Le Rowaan ne put s'empêcher de rire. Kyoshi lui jeta un regard aussi mauvais que cerné de fatigue, avant de rire à son tour. La barmaid, une eurasienne qui devait probablement avoir une solide hérédité highlander au vu de sa tignasse aux reflets peroxydés, jugea plus convenant de s'éloigner. L'expérience, sans doute.

Le voyage entre Copacabana et Alenia durait trois petites semaines ; le Lithlaris n'en était qu'à son dixième jour et les deux avaient déjà eu cette discussion deux fois auparavant. En résumé : Daeithil s'était trouvé plein de camarades de jeu à bord de ce vaisseau en route pour la République eyldarin et, tout naturellement, elle avait entraîné Kyoshi dans les aventures.

D'une part, sa constitution peinait à suivre le rythme des agapes, avec ou sans Arcanes. De plus, sa culture terrienne était également à la peine : la sexualité très libre des peuples stellaires s'opposait frontalement avec les valeurs morales le plus souvent admises. Pire : Kyoshi culpabilisait. Avec sa propre histoire personnelle, qui était plusieurs fois passée du traditionalisme rigide au dévergondage à grande échelle, elle ne savait plus sur quel pied danser.

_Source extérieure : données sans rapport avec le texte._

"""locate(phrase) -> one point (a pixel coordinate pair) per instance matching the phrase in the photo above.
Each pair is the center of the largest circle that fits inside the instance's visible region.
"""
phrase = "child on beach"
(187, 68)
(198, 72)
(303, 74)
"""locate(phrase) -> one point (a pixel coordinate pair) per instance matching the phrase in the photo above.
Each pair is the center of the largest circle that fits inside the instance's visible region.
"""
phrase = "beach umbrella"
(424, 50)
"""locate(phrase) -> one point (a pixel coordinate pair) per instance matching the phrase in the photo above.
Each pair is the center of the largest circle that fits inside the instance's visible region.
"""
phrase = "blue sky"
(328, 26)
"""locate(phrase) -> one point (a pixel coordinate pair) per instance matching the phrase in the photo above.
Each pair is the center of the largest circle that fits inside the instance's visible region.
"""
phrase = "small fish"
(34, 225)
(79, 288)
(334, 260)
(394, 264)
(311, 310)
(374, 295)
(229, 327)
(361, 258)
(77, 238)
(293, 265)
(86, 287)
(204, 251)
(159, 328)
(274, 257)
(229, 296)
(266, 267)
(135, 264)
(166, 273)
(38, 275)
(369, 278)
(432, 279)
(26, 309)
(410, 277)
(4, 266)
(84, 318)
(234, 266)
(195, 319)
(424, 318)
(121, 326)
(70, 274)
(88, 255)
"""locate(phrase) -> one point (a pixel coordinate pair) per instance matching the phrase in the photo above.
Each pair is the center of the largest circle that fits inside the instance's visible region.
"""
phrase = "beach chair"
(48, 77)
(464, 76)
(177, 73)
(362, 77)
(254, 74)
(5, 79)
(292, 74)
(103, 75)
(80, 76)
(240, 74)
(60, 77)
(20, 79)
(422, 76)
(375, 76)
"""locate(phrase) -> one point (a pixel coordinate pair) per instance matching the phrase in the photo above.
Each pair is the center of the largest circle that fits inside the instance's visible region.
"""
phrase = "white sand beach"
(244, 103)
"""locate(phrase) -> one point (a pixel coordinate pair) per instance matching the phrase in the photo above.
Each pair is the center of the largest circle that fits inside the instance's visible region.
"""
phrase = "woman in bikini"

Devait-elle suivre sa compagne dans ses aventures ou suivre sa propre voie au risque de la vexer ? Et était-ce la tromper ? Ou la trompait-elle ? Autant de questions qui n'avaient de sens que d'un point de vue terrien – voire judéo-chrétien – mais qui travaillaient Kyoshi. Elle en avait donc déjà discuté avec Arko, deux fois – trois en comptant Copacabana. Et si l'expérience du garde du corps faisait parfaitement sens d'un point de vue rationnel, ses atermoiements n'avaient eux rien de rationnel.

Arko, lui, s'était trouvé d'autres occupations. Dans un premier temps, il avait écumé les casinos du bord, y consacrant une partie non négligeable de sa paye, elle aussi non négligeable – Daeithil était une patronne très généreuse. Il avait perdu beaucoup, gagné un peu et, après un moment, conclu que c'était moyennement drôle et s'était tourné tout naturellement vers le Rowaan Vista Social Club.

Le peuple rowaan avait tendance à être sinon grégaire, du moins solidaire ; le Club désignait l'assemblage que formaient naturellement tout groupe de plus de deux Rowaans dans un environnement donné. Dans le cas présent, il comptait cinq autres membres – pas tous Rowaans au demeurant – autour d'un noyau de vétérans de la dernière campagne de Trian. Les activités étaient sensiblement similaires à celles du casino – poker, awalé ou mah-jong, suivant les sensibilités culturelles, et beaucoup d'alcool – mais avec moins de manières autour du code vestimentaire et des histoires beaucoup plus amusantes, car difficilement racontables en compagnie polie. L'étiquette fait rarement bon ménage avec les récits d'anciens combattants à base d'armes lourdes, de trafics absurdes et de maisons de plaisirs plus ou moins légales.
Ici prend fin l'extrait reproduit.